Как известно, сходные идеи Гумилев развивал и позднее — в Петрограде в дни военного коммунизма. Но кто, следуя подобной логике, должен был бы возглавить Россию? Ее крупнейшим и самым знаменитым поэтом был на тот момент автор «Двенадцати». Гумилев, возможно, претендовал бы на роль главнокомандующего или военного министра (и имел бы на это все права, так как в ноябре 1917-го указом Совнаркома на эту должность был назначен прапорщик Крыленко). По одному из апокрифов, в августе 1921 года на вопрос следователя о своей предполагаемой должности в случае успеха заговора Гумилев ответил: «командующий Петроградским военным округом»… (Напомним, как кончается «Гондла»: королем Ирландии избран «вольный бард», и его сын, всеми презираемый поэт-горбун, оказывается законным наследником престола.)

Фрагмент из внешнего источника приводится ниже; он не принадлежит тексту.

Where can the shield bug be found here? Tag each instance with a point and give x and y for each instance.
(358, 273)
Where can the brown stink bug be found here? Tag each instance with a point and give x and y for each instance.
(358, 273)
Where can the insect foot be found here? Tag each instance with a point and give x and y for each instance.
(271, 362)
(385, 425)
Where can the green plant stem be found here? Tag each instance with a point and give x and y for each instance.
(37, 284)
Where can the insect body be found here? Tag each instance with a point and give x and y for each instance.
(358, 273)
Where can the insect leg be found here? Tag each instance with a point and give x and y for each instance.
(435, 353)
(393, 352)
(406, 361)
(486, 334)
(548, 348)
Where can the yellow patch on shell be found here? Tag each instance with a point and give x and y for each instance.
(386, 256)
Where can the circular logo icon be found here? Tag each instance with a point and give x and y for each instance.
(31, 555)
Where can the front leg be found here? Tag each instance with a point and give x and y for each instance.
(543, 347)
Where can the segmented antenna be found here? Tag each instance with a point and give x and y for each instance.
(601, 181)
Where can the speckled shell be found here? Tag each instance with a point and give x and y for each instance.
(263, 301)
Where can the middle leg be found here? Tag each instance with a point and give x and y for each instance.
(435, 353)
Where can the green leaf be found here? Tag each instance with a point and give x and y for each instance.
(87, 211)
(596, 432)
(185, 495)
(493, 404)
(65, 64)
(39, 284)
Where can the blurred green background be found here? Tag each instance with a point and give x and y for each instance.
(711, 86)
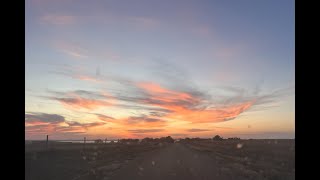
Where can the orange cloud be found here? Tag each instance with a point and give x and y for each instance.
(58, 19)
(183, 106)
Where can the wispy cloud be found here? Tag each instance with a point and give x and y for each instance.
(58, 19)
(40, 123)
(71, 49)
(138, 131)
(82, 99)
(198, 130)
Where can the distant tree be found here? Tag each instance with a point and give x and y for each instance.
(217, 138)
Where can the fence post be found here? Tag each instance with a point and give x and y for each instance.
(47, 141)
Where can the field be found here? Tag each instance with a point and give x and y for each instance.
(197, 159)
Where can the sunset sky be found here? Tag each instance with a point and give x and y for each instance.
(151, 68)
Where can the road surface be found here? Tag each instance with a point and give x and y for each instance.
(174, 162)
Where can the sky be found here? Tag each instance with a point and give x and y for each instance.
(149, 68)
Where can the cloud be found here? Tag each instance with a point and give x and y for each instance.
(138, 131)
(72, 49)
(43, 118)
(198, 130)
(40, 123)
(143, 22)
(82, 99)
(104, 117)
(56, 19)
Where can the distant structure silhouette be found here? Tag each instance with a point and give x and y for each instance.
(217, 138)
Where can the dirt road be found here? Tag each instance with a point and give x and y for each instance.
(171, 163)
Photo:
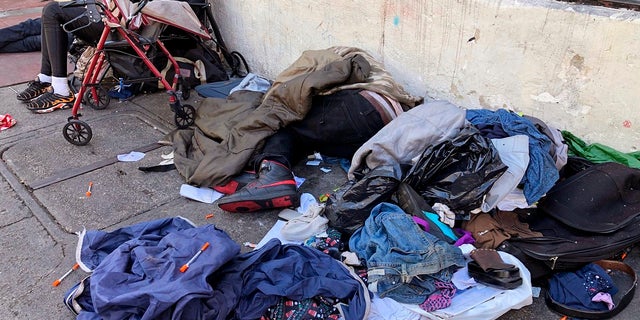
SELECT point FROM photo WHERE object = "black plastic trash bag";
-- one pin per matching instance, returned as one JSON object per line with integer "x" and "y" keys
{"x": 457, "y": 172}
{"x": 351, "y": 204}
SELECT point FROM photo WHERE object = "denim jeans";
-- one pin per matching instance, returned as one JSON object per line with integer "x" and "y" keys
{"x": 403, "y": 261}
{"x": 336, "y": 126}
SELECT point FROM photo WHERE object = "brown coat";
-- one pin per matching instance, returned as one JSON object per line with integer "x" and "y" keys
{"x": 228, "y": 131}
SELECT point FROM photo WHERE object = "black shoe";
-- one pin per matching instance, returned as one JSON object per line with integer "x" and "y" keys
{"x": 274, "y": 188}
{"x": 34, "y": 89}
{"x": 236, "y": 183}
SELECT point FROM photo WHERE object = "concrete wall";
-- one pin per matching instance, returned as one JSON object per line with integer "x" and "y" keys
{"x": 575, "y": 67}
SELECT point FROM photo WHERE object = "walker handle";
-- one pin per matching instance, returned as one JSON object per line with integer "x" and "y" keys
{"x": 91, "y": 13}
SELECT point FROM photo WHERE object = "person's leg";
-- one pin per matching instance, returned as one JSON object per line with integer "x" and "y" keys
{"x": 338, "y": 124}
{"x": 55, "y": 42}
{"x": 27, "y": 44}
{"x": 12, "y": 36}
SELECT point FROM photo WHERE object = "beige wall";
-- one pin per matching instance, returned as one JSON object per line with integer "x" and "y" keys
{"x": 575, "y": 67}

Так или иначе, «берег туманный Альбиона» Гумилев покидает в отличном настроении. Он полон планов: после войны гиперборейские книги можно будет печатать в Англии: бумага и типографские расходы там не в пример дешевле. «Я чувствую себя совершенно новым человеком, сильным, как был, и помолодевшим, по крайней мере, на пятнадцать лет…» — пишет он Лозинскому. В таком настроении он отправляется в Париж. Он предполагает ехать в Салоники через Францию и Италию. Для этого он специально запасся рекомендательными письмами к итальянским писателям — в том числе к Джованни Папини.
Однако тем временем с родины приходили вести все более тревожные. Временное правительство теряло власть над страной, армия разлагалась, положение на фронте становилось катастрофическим; 3 (15) июля произошла первая попытка большевистского путча.